Y. Inbar1, A. Hananel2, D. Freundlich2, R. Yagel2, A. Grünfeld3, M. Papa4, D. Kopelman5
1Radiology, Sheba Medical Center, Tel Hashomer, Israel, 2InSightec, Tirat Carmel, Israel, 3Anesthesiology and Intensive Care, Sheba Medical Center, Tel Hashomer, Israel, 4Surgery and Surgical Oncology, Sheba Medical Center, Tel Hashomer, Israel, 5Surgery B, Haemek Hospital, Afula, Israel
Background: The aim of this study was to evaluate the safety and accuracy of the non-invasive technology of MR guided Focused Ultrasound Surgery (MRgFUS) in focal ablation of liver tissue. However, to allow safe and effective treatment one has to overcome the problem of liver motion during the respiratory cycle. This motion causes defocusing of the energy, difficulty in achieving a continuous treatment region, and prevents quality MR thermal imaging.

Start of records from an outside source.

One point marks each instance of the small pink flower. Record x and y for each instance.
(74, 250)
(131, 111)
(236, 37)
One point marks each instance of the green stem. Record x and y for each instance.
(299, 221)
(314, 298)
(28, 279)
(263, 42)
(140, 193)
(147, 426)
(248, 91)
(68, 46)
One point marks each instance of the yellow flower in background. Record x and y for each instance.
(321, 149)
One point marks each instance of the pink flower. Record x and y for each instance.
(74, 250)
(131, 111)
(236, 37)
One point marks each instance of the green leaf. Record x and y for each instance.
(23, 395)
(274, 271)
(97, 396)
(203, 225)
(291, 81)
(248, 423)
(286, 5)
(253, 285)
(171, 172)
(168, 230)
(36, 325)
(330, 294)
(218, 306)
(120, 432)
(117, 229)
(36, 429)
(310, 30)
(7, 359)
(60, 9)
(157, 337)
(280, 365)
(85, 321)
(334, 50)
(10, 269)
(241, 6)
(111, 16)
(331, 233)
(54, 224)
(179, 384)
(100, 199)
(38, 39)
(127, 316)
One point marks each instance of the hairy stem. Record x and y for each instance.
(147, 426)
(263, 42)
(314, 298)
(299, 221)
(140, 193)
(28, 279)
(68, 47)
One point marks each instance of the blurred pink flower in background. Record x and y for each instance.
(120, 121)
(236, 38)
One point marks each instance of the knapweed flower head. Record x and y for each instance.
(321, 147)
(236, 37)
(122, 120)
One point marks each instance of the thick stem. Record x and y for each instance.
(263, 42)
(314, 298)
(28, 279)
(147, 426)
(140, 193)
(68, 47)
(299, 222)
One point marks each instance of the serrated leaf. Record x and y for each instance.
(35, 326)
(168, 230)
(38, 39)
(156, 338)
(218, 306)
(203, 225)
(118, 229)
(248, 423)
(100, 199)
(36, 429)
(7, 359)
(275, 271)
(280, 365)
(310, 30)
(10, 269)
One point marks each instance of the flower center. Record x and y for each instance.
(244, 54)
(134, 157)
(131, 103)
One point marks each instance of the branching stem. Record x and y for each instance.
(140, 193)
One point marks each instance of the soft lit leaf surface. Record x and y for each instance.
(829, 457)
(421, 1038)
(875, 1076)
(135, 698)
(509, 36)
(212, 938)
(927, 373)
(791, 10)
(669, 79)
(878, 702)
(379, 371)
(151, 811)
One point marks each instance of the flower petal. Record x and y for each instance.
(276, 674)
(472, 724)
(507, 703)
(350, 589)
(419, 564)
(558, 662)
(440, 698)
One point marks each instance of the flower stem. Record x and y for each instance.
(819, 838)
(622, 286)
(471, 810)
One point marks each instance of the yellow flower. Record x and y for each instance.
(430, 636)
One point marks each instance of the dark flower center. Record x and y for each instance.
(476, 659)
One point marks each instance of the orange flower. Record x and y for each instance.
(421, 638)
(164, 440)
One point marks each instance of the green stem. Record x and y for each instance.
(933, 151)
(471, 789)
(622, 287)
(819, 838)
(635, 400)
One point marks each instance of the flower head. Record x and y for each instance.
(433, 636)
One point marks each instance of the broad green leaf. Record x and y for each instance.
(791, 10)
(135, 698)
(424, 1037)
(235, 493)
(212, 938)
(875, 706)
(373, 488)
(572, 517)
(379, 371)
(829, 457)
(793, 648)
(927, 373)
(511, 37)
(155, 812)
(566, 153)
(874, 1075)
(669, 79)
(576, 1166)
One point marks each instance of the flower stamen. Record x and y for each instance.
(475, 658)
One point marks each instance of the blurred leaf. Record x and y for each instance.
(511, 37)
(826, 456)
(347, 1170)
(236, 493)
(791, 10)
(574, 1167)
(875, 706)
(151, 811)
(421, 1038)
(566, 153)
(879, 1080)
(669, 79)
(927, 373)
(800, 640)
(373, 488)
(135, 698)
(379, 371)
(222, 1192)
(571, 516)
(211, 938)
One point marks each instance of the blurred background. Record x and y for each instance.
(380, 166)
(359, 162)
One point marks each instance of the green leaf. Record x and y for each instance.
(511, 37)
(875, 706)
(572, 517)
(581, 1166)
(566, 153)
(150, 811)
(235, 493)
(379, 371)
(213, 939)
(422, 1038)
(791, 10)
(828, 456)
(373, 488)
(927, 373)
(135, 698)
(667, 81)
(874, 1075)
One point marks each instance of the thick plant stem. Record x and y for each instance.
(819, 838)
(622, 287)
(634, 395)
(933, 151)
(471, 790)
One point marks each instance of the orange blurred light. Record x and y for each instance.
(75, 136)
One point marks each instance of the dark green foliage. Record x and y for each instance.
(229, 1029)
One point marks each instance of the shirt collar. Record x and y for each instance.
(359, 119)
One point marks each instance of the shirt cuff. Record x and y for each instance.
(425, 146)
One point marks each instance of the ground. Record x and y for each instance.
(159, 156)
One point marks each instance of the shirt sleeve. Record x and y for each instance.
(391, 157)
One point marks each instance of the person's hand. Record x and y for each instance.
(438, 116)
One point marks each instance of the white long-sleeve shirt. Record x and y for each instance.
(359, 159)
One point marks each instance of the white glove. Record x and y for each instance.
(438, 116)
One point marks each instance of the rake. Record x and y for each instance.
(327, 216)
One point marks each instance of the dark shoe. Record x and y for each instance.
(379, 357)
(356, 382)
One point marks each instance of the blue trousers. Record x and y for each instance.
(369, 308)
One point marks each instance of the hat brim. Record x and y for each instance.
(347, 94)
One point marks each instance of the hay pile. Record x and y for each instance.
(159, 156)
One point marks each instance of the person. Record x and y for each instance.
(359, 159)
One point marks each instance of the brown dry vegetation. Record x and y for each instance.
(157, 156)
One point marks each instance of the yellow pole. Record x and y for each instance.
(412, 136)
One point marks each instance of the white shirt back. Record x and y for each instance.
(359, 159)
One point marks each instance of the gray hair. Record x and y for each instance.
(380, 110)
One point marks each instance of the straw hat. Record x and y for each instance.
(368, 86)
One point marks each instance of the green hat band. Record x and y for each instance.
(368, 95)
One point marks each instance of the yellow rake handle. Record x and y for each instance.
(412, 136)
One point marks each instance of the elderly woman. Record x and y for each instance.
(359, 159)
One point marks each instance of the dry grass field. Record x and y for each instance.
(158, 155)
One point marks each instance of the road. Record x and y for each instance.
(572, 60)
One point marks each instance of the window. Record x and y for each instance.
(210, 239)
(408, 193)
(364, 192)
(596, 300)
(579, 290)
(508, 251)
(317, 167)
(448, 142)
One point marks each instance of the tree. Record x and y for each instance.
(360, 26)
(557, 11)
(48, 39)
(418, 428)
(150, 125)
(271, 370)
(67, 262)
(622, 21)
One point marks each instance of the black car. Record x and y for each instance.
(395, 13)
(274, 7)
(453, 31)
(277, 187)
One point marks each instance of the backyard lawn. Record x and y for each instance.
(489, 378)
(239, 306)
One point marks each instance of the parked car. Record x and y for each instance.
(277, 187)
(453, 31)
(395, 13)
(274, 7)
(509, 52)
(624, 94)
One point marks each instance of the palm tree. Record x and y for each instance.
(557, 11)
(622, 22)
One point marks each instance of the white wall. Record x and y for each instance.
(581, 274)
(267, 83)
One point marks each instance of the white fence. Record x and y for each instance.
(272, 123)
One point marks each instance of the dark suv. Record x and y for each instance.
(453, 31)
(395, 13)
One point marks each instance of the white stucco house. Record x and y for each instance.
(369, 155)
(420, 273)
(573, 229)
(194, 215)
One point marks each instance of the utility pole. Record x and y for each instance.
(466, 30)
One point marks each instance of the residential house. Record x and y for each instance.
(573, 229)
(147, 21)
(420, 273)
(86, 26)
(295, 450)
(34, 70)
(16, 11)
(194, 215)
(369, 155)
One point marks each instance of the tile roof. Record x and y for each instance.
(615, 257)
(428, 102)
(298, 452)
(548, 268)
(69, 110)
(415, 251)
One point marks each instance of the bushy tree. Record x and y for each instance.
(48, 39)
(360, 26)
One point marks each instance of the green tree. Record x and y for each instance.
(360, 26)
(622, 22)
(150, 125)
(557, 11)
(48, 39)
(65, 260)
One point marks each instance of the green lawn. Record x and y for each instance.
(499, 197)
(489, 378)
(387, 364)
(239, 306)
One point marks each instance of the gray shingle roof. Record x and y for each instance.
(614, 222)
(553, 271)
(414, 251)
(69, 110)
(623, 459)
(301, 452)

Material and methods: Two pigs were treated, under general anesthesia, with an MRgFUS system (ExAblate 2000, InSightec, Israel). Several tissue regions in different segments of the pig's liver were chosen as targets for complete ablation. Each lesion was created by 30 to 40 adjacent treatment foci, called 'sonications'. Each sonication was monitored in real-time by the MR, for anatomical accuracy and thermal efficiency. Each sonication was performed during 22 to 30 sec. of apnea. Between sonications the pig was kept under controlled, positive pressure, mechanical ventilation, using an OR portable ventilator (iVent 201 v. 1.4, VersaMed USA). The intermittent apnea periods were always started at the end of inspirium. Range of controlled mechanical ventilation (CMV) periods was 60 to 150 sec. At the end of the ablative procedure an MR scan with i.v. contrast was performed to evaluate the location, shape, and volume of the ablated, non-perfused areas. The pigs were sacrificed 4 days after the procedure and their livers were examined.
Results: The range of temperatures achieved in the ablated foci of each sonication was 60 to 80 ˚C, which created a continuous lesion as seen in post treatment contrast enhanced MR imaging (Fig 1A) . There was no inter or post procedural morbidity. The macroscopic appearance of the treated liver showed a distinct lesion per each sonication in full accordance with the planed map of treatment (Fig. 1B). The range of microscopically measured distances between sonication spots, in comparison with the planned locations, was 0 to 0.6 mm. Histo-pathological examination showed, within the areas of necrosis, identifiable liver cell outlines, but no cellular detail – typical of coagulation necrosis. An interim zone, 0.4 mm of coagulative necrosis with some viable vascular elements is a typical finding at the borders of the treated areas (Fig. 1C, 1D).
Conclusions: Mechanical ventilation with intermittent apnea periods overcomes the problems associated with liver movements during the respiratory cycle. Consecutive sonications can be delivered to a continuous tissue volume in a very accurate manner (less than 1mm away from planned location) . MRgFUS creates distinct lesions of complete tissue destruction (Fig 1). Our experiment indicates that MRgFUS under general anesthesia could become a safe and accurate, non-invasive technology for the ablation of liver tissue.

Fig 1. A: Post treatment contrast image showing a consecutive ablated region.
B: Gross pathology of the thermal lesion.
C: The areas of macroscopic damage show a clear ‘zonal’ pattern, or ‘geographic’ pattern of necrosis (picture x 12,5 – arrow on border between preserved and necrotic).
D: The border between the preserved and necrotic liver parenchyma is vascularized and shows an isolated residual viable hepatocytes (picture x100).